The collapse in drilling activity deepened in April, with permitting for oil and natural gas wells at a record low, but there are glimmers of gains so far this month, according to an analysis by Evercore ISI.
The analysis led by James West compiles data from state and federal officials for a deep dive of where permitting is underway and where it has fallen. April permitting was less a bump in the road and more like a train wreck.
However, April showers may be bringing May flowers, the data indicated. Using week/week (w/w) data, Evercore said oil permits climbed 19% from the final week of April to 166 in the first week of May. The Permian Basin accounted for the most permits early this month, rebounding to 100, up by 35 from the week before. The gain was partly offset by the Eagle Ford Shale, with six fewer permits, and the Mississippian Lime, down by seven.

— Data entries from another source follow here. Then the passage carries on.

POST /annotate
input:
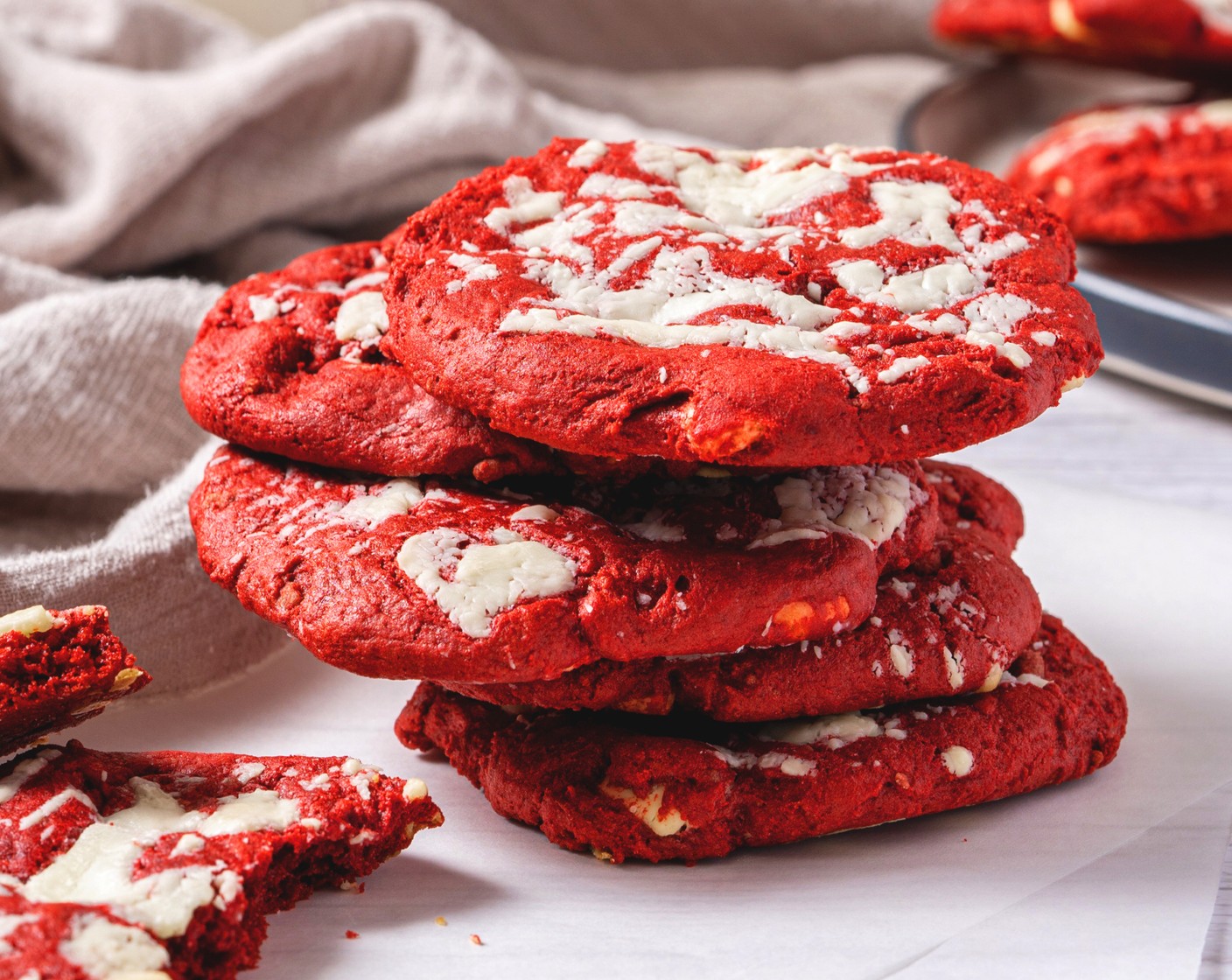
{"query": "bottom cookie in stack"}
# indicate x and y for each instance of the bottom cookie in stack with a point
(770, 746)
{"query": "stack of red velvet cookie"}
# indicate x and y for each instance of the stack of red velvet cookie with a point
(640, 496)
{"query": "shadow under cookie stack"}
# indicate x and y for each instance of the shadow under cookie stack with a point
(619, 449)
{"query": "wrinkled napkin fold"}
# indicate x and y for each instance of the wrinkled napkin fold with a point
(144, 141)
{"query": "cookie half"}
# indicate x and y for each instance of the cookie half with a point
(779, 308)
(1168, 36)
(57, 669)
(165, 864)
(411, 578)
(948, 625)
(627, 787)
(1136, 172)
(290, 362)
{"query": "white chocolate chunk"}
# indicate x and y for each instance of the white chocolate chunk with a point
(102, 948)
(393, 500)
(648, 808)
(262, 307)
(957, 760)
(832, 730)
(869, 502)
(486, 579)
(361, 317)
(30, 621)
(914, 213)
(536, 512)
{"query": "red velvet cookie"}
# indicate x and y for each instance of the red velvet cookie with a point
(57, 669)
(1169, 36)
(948, 625)
(780, 308)
(165, 864)
(627, 787)
(1136, 172)
(289, 362)
(967, 497)
(405, 578)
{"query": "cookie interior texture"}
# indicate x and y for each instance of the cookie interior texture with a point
(168, 863)
(680, 788)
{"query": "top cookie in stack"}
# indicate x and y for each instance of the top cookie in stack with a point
(621, 403)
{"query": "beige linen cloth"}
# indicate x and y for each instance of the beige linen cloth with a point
(150, 153)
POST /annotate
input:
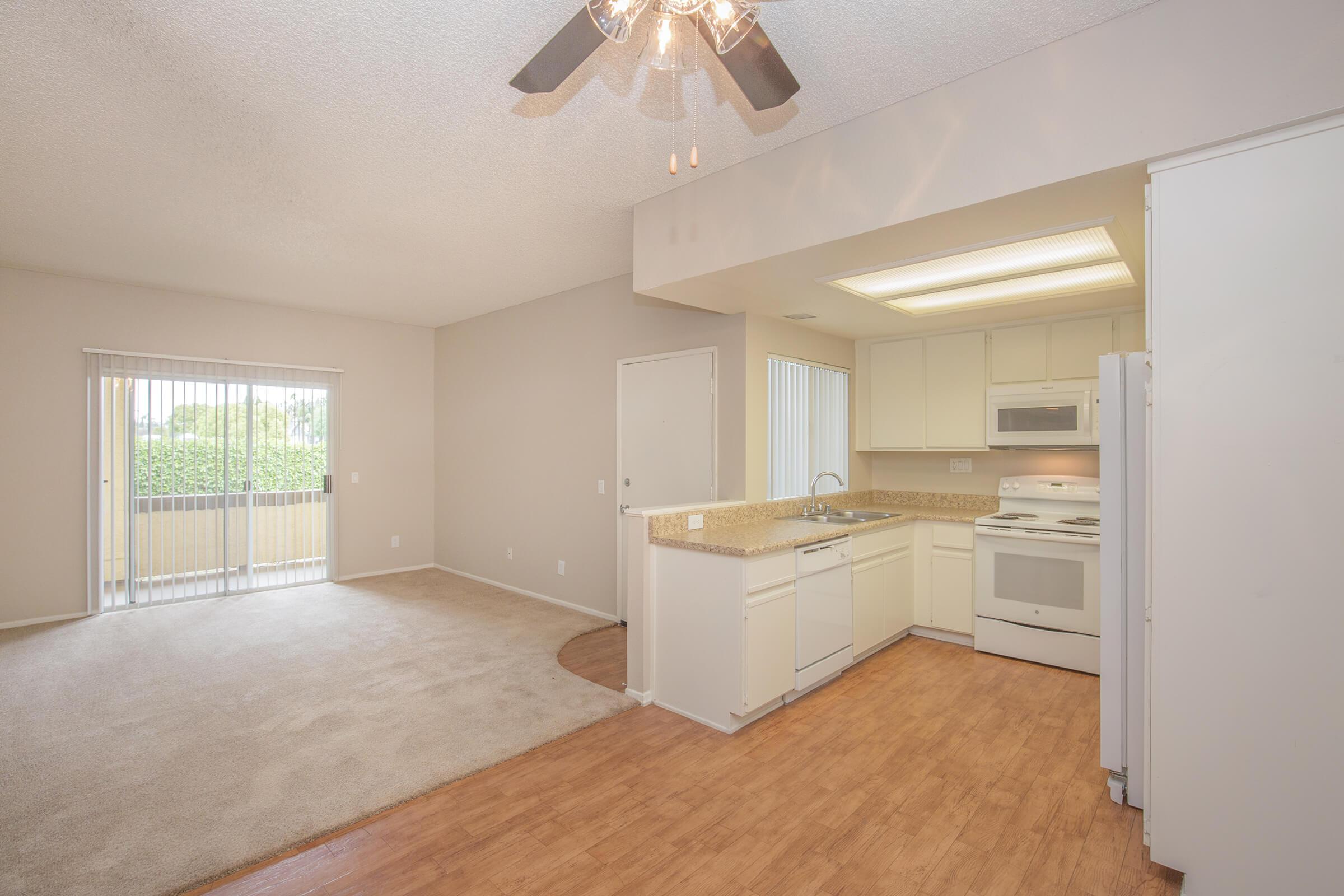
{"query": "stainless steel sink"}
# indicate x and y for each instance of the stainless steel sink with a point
(844, 517)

Still, natural gas permits “strengthened to 39,” a 64% gain w/w, “as a result of resilience in the Haynesville Shale,” which added 15 permits. Permitting in other onshore plays dropped to 65, down by 37 from late March.
For natural gas, permitting has been hit and miss since the start of the year, according to Evercore.
Marcellus Shale permitting plunged by 44% through April year/year and was down by 20% from March to 169. The Utica Shale, a mix of gas and liquids, saw a month/month (m/m) decline of 14 permits.
However, the Haynesville, second to the Marcellus in dry gas production, posted a slight recovery from March, with permits up by 13.
Year-to-date through April, gas permitting across the country decreased by 39% to 884, “resulting from lower applications in the Marcellus to 409,” off 44% year/year, “and the Haynesville to 383,” down 31%.
In Texas, where the bulk of the country’s oil and gas is produced, permitting moved to its lowest count in more than 10 years during April and fell 28% year to date, Evercore said.
Permits by the oil and gas majors, which dominate in the Permian, were off in the first four months by 25% from the same period in 2019.
U.S. onshore permits in April overall fell by 2% from March to 2,013, “primarily as a result of declines in the Gulf Coast (minus 26%) and Midwest (minus 59%),” West said. “Excluding ”other’ shale plays, drilling permits marked the lowest total in our dataset going back to 2006 at 1,001.”
For individual plays, the m/m declines were led by the Permian, off 159 from March, and in the Eagle Ford Shale, down by 74. Lower permit counts also were reported in the Granite Wash formation, down by 16, and in the Barnett Shale, off 13.
Wells permitted during April in the West Texas portion of the Permian “declined to 504 (minus 24% m/m) due to curtailments in Howard, Reeves, Loving and Midland counties, where aggregate permit applications declined to 144 (minus 128 m/m).”
Contributing to the decline in permits during April was the pullback by some of the biggest operators in Texas, including EOG Resources Inc., which requested 26 fewer permits than in May. ExxonMobil’s requests were down 26 m/m, while Permian pure-play Diamondback Energy Inc. had 18 fewer requests. BP plc requested seven fewer permits than in March.
In the Eagle Ford, the second largest play in Texas, permitting contracted in April to 94, off 44% m/m.
State regulators granted authorization to drill 480 oil and gas wells in the Permian, with the New Mexico portion accounting for 46% of the activity, West said. New Mexico activity was driven lower by public operators, whose permit applications fell to 142 in April, down by 19 m/m.
Through April, overall drilling permits across the country fell by 61% year/year to 8,751.
“The majors have reduced permit applications by 24% year/year in the Permian, while wells approved for large-caps have declined to 547,” off by 5%, said West.
Private operators in the Permian had cut their permit count through April by 6% to 1,424.
Meanwhile, Evercore’s analysis said more wells are being plugged and abandoned. In the Bakken Shale, permits to plug were up by 14 in April over a three-month period, and they were two higher than in March. Operators also plugged 1,532 wells in Texas, moving up by 776 from March.
For water disposal wells used in oil and gas development, the Railroad Commission of Texas approved 15 in April, a gain of 25 m/m, with no permits granted by New Mexico regulators. The Marcellus and the Green River Basin each received a permit for disposal wells, while the Denver-Julesburg/Niobrara permits rose to six from zero.